My Experience of Kubernetes Community Days 2022 Chennai conducted by CNCF (Cloud Native Computing Foundation)

Shivaling patil
11 min readSep 15, 2022

--

In this blog I would be sharing my virtual experience about all the events, keynotes, workshops and activities held at Kubernetes Community days event conducted for a period of 2 days (3–4 June 2022).

To begin with let’s first understand What is a Kubernetes Community Days event?

Kubernetes Community Days event is a community-organized event supported by the Cloud Native Computing Foundation (CNCF) to help grow and sustain the Kubernetes and cloud-native community. It gathers adopters and technologists from open source and cloud-native communities for education, collaboration and networking.KCDs can be in person, virtual, or hybrid. In person is strongly encouraged when possible. Virtual events are run on the Cloud Native Community Groups platform, powered by Bevy.People taking part in the event will be able to participate in quizzes and games and will get a Tshirt as a swag.

What was the Agenda for the inaugural day of the event and what were the technologies discussed?

There were three event tracks to follow designed specifically to three targeted communities (Developer track,DevOps track,& Beginners track).I followed the DevOps track since it aligned with my area of work.

Agenda for the inaugural day included various sessions by experts on new age processes which enable DevOps like Progressive Delivery to workshop on infrastructure provisioning using Crossplane.

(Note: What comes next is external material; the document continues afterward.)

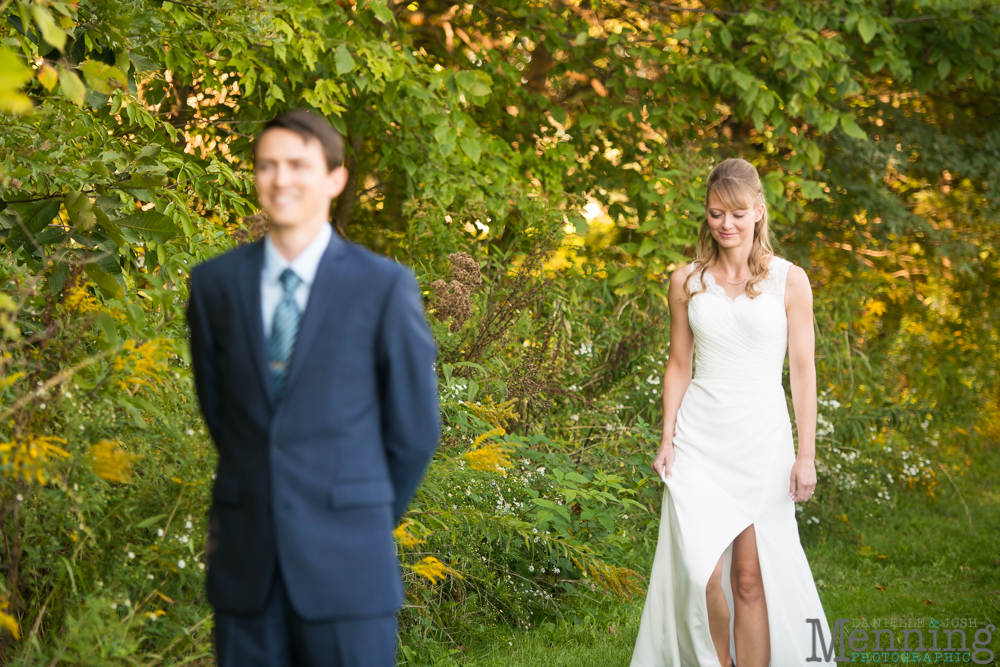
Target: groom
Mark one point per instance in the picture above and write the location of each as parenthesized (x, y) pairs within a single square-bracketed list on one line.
[(314, 368)]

The Keynote started with a session on Open Service Mesh.I have described below the summaries of the various events topics i had attended.

1.Open Service Mesh — Why, What and How?

In software architecture, a service mesh is a dedicated infrastructure layer for facilitating service-to-service communications between services or microservices, using a proxy.

A dedicated communication layer can provide a number of benefits, such as providing observability into communications, providing secure connections, or automating retries and backoff for failed requests.

A service mesh consists of network proxies paired with each service in an application and a set of task management processes. The proxies are called the data plane and the management processes are called the control plane. The data plane intercepts calls between different services and “processes” them; the control plane is the brain of the mesh that coordinates the behavior of proxies and provides APIs for operations and maintenance personnel to manipulate and observe the entire network.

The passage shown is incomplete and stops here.